The effect of these arrangements is that the security is taken out of a hostile legal system and placed into one which is creditor friendly particularly in relation to the perfection and enforcement of security. The Cayman Islands offers a number of benefits in this respect, in particular:

  • the perfection of a charge over shares in a Cayman Islands company is straightforward;
  • the Cayman Islands recognises self-help remedies upon enforcement, such as the power of sale, without requiring a court proceeding;
  • a secured lender is not required to sell the assets upon enforcement by any particular method, for example, by public auction;
  • although the sale must be made at the "true market price" there are no specific rules relating to the price which must be achieved on the sale;
  • there is no prohibition on selling to an affiliate;
  • the Cayman Islands does not have any system of corporate rehabilitation enabling a debtor effectively to freeze or suspend the rights of creditors, including creditors rights to enforce security interests;
  • the Cayman Islands gives secured creditors the right to enforce security notwithstanding the winding up of the grantor of the security in the Cayman Islands: there is no concept of an insolvency stay;
  • liquidators of Cayman Islands companies cannot disclaim onerous contracts;
  • the fraudulent preference rules in the Cayman Islands require, as a minimum, that any disposition be made with a view to preferring one creditor over another before that disposition can be attacked - it is not sufficient simply that an asset or payment was made in circumstances which resulted in one creditor losing out;
  • netting and set off arrangements are recognised by express statutory provisions in the Cayman Islands and will be enforced both pre and post insolvency (assuming they are effective as a contractual matter under the governing law of the contract in which they are contained);
  • contractual subordination is recognised by express statutory provision (assuming it is effective as a contractual matter under the governing law of the contract);
  • the list of preferred creditors in the Cayman Islands (which generally rank ahead of all creditors other than, with one irrelevant exception relating to claims for severance pay under the Labour Law, those with fixed security) is limited and, in practice, in the case of companies which have no employees in the Cayman Islands, relates only to unpaid Government fees;
  • there is no general principle of substantive consolidation under which the separate corporate personality of a Cayman Islands company may be ignored and their assets consolidated with those of other members of the foreign group.
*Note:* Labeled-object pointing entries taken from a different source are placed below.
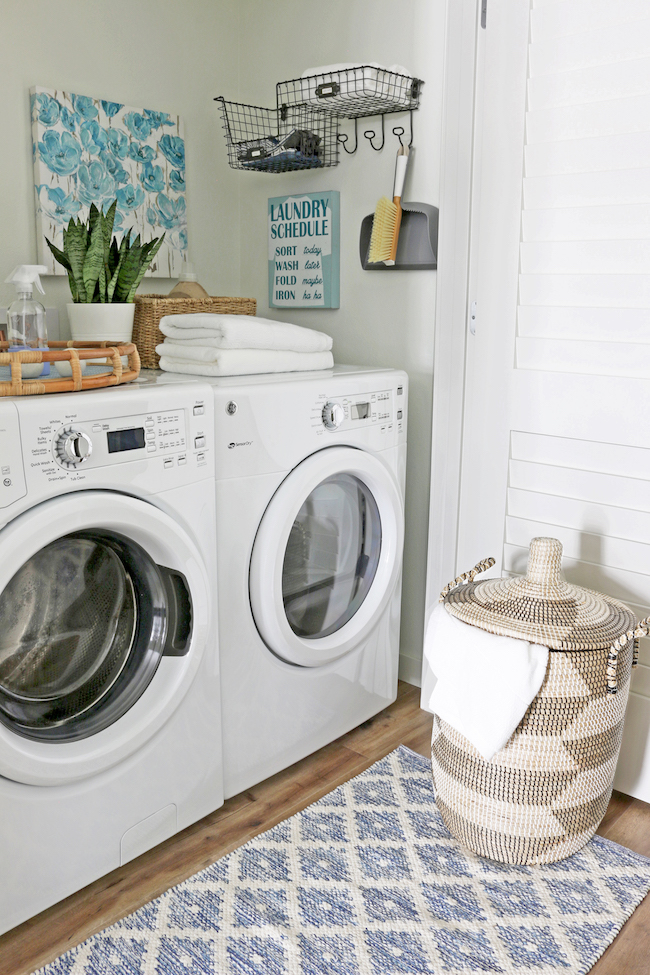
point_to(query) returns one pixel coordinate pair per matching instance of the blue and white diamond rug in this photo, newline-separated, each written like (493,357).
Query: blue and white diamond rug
(368,881)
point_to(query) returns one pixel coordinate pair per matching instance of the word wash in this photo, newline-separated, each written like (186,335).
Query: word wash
(303,246)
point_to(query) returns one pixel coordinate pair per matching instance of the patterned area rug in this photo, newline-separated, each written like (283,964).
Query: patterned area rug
(368,881)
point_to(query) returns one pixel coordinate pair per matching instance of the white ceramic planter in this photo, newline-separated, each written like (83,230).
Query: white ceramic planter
(101,322)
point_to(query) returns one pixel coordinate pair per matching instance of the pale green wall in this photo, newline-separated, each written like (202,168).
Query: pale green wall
(157,54)
(175,57)
(385,319)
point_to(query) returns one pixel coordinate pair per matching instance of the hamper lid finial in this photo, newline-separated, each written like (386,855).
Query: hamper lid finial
(545,561)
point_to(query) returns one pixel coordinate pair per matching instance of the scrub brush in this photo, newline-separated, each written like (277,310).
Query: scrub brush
(388,217)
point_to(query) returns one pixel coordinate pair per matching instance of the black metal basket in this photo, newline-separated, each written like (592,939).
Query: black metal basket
(279,140)
(352,92)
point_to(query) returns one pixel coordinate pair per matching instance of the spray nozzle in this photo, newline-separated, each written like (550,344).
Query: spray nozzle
(25,276)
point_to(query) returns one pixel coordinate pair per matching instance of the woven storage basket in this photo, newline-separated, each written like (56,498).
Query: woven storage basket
(149,309)
(543,795)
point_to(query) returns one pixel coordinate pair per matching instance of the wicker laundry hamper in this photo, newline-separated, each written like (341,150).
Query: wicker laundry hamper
(542,796)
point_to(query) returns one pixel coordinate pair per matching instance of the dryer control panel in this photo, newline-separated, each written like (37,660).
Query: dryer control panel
(382,407)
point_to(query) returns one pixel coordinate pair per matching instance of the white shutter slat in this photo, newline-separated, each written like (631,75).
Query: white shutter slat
(619,79)
(606,550)
(619,290)
(624,42)
(591,486)
(621,325)
(611,117)
(587,455)
(587,189)
(628,150)
(586,358)
(555,20)
(586,257)
(619,583)
(609,222)
(572,513)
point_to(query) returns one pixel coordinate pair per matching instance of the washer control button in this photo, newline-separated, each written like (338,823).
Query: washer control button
(333,415)
(72,448)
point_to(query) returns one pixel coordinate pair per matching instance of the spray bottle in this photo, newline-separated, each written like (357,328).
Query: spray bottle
(26,317)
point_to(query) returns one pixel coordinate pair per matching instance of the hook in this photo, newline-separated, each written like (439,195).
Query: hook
(369,134)
(342,138)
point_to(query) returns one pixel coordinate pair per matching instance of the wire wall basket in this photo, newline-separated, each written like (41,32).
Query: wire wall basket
(279,140)
(352,92)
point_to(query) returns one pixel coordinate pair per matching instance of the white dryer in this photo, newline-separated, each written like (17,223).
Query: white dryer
(310,475)
(110,734)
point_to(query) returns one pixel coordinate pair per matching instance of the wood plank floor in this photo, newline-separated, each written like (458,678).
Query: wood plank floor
(48,935)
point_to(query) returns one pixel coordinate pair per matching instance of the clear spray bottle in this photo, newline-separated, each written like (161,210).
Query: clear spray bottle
(26,317)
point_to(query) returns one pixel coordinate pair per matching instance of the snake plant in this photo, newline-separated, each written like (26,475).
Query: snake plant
(99,269)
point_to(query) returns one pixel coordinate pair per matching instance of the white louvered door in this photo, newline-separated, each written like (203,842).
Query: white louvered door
(556,434)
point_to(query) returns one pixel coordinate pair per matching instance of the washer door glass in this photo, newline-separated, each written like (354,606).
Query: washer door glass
(331,556)
(82,629)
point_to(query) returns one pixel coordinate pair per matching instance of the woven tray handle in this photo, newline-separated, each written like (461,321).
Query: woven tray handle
(468,576)
(642,629)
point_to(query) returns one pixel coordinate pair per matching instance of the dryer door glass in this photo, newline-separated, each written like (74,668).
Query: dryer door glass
(331,556)
(83,625)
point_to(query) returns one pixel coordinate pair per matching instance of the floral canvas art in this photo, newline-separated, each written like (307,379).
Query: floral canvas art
(88,150)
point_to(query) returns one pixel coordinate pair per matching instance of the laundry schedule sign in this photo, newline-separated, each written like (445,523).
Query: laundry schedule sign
(303,235)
The typical on-balance sheet special purpose vehicle structure has been considered by the English courts (Re Polly Peck International plc (1996)) in the context of such issues as legal substance, corporate personality, sham arrangements and piercing the corporate veil - the English court in Polly Peck decided that they should look at the legal substance of the arrangements and in that case found that the separate corporate personality of the Cayman Islands company could not be disregarded so as to treat a closely integrated group of companies (which included the Cayman Islands company) as a single economic unit merely on the basis of perceived injustice.


The use of Cayman Islands holding companies and STAR trusts may in appropriate cases offer a simple and effective solution to dealing with some of the jurisdictional risks associated with financing overseas groups with valuable local assets.

The content of this article does not constitute legal advice and should not be relied on in that way. Specific advice should be sought about your specific circumstances.